Excluding layers from quantization
I have a question about excluding some layers from quantization. I would like to not quantize operations from one module, called warp. I obtained them using following code:
import onnx
# Load the ONNX model
onnx_model_path = 'Model.onnx'
onnx_model = onnx.load(onnx_model_path)
# Get all nodes (layers) in the graph
nodes = onnx_model.graph.node
# Filter nodes by their names, assuming the specific module layers contain 'warp' in the name
layers = [node for node in nodes if 'warp' in node.name]
layers = ['/warp/Constant', '/warp/Add', '/warp/Gather', '/warp/Constant_1', '/warp/Mul', '/warp/Constant_2', '/warp/Div', '/warp/Constant_3', '/warp/Sub', '/warp/Gather_1', '/warp/Constant_4', '/warp/Mul_1', '/warp/Constant_5', '/warp/Div_1', '/warp/Constant_6', '/warp/Sub_1', '/warp/Constant_7', '/warp/Unsqueeze', '/warp/Constant_8', '/warp/Unsqueeze_1', '/warp/Concat', '/warp/Transpose', '/warp/GridSample']
Based on them I created JSON file exclude_layers.json:
{
"activation_encodings": {
"/warp/Constant": [
{
"bitwidth": 32,
"dtype": "float"
}
],
"/warp/Add": [
{
"bitwidth": 32,
"dtype": "float"
}
],
"/warp/Gather": [
{
"bitwidth": 32,
"dtype": "float"
}
],
"/warp/Constant_1": [
{
"bitwidth": 32,
"dtype": "float"
}
],
"/warp/Mul": [
{
"bitwidth": 32,
"dtype": "float"
}
],
"/warp/Constant_2": [
{
"bitwidth": 32,
"dtype": "float"
}
],
"/warp/Div": [
{
"bitwidth": 32,
"dtype": "float"
}
],
"/warp/Constant_3": [
{
"bitwidth": 32,
"dtype": "float"
}
],
"/warp/Sub": [
{
"bitwidth": 32,
"dtype": "float"
}
],
"/warp/Gather_1": [
{
"bitwidth": 32,
"dtype": "float"
}
],
"/warp/Constant_4": [
{
"bitwidth": 32,
"dtype": "float"
}
],
"/warp/Mul_1": [
{
"bitwidth": 32,
"dtype": "float"
}
],
"/warp/Constant_5": [
{
"bitwidth": 32,
"dtype": "float"
}
],
"/warp/Div_1": [
{
"bitwidth": 32,
"dtype": "float"
}
],
"/warp/Constant_6": [
{
"bitwidth": 32,
"dtype": "float"
}
],
"/warp/Sub_1": [
{
"bitwidth": 32,
"dtype": "float"
}
],
"/warp/Constant_7": [
{
"bitwidth": 32,
"dtype": "float"
}
],
"/warp/Unsqueeze": [
{
"bitwidth": 32,
"dtype": "float"
}
],
"/warp/Constant_8": [
{
"bitwidth": 32,
"dtype": "float"
}
],
"/warp/Unsqueeze_1": [
{
"bitwidth": 32,
"dtype": "float"
}
],
"/warp/Concat": [
{
"bitwidth": 32,
"dtype": "float"
}
],
"/warp/Transpose": [
{
"bitwidth": 32,
"dtype": "float"
}
],
"/warp/GridSample": [
{
"bitwidth": 32,
"dtype": "float"
}
]
},
"param_encodings": {}
}
Finally I run snpe commands:
snpe-onnx-to-dlc -i Model.onnx -o Model.dlc --quantization_overrides exclude_layers.json
and then
snpe-dlc-quantize --input_dlc Model.dlc --input_list Inputlist_train_short.txt --use_enhanced_quantizer --use_adjusted_weights_quantizer --axis_quant --output_dlc Quant_Model.dlc --enable_htp --htp_socs sm8550 –override_params
After running snpe-onnx-to-dlc in output there is information: 2024-10-03 13:42:48,459 - 235 - INFO - Processed 0 quantization encodings.

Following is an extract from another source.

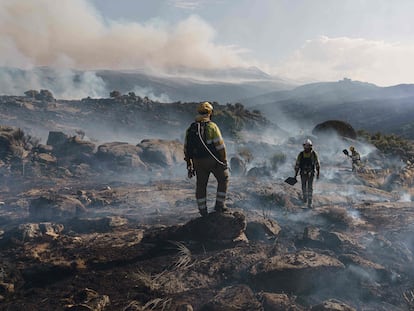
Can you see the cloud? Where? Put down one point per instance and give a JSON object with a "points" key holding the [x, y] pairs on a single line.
{"points": [[186, 4], [328, 59], [72, 34]]}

I'm not sure if it should be expected.
Additionally in visualization of Quant_Model.dlc created with snpe-dlc-viewer it tells that layers from warp module are 8 bitwidth. Also saved results (using snpe-net-run) show that these module is quantized while it shouldn't be.
Could you help me and tell what should I change to exclude chosen layers from quantization?
Refer Model-Accuracy-Mixed-Precision. This should help you with the process.
For people who would have similar problem: the problem was that I was using layer names from ONNX, instead I had to use layer names from quantized .dlc model. They can be checked in .html file obtained with snpe-dlc-viewer command, for example: "/warp/Constant_output_0": [ { "bitwidth": 16 } ], "/warp/Add_output_0": [ { "bitwidth": 16 } ],
@Piotr94, Can I know if the issue is resolved.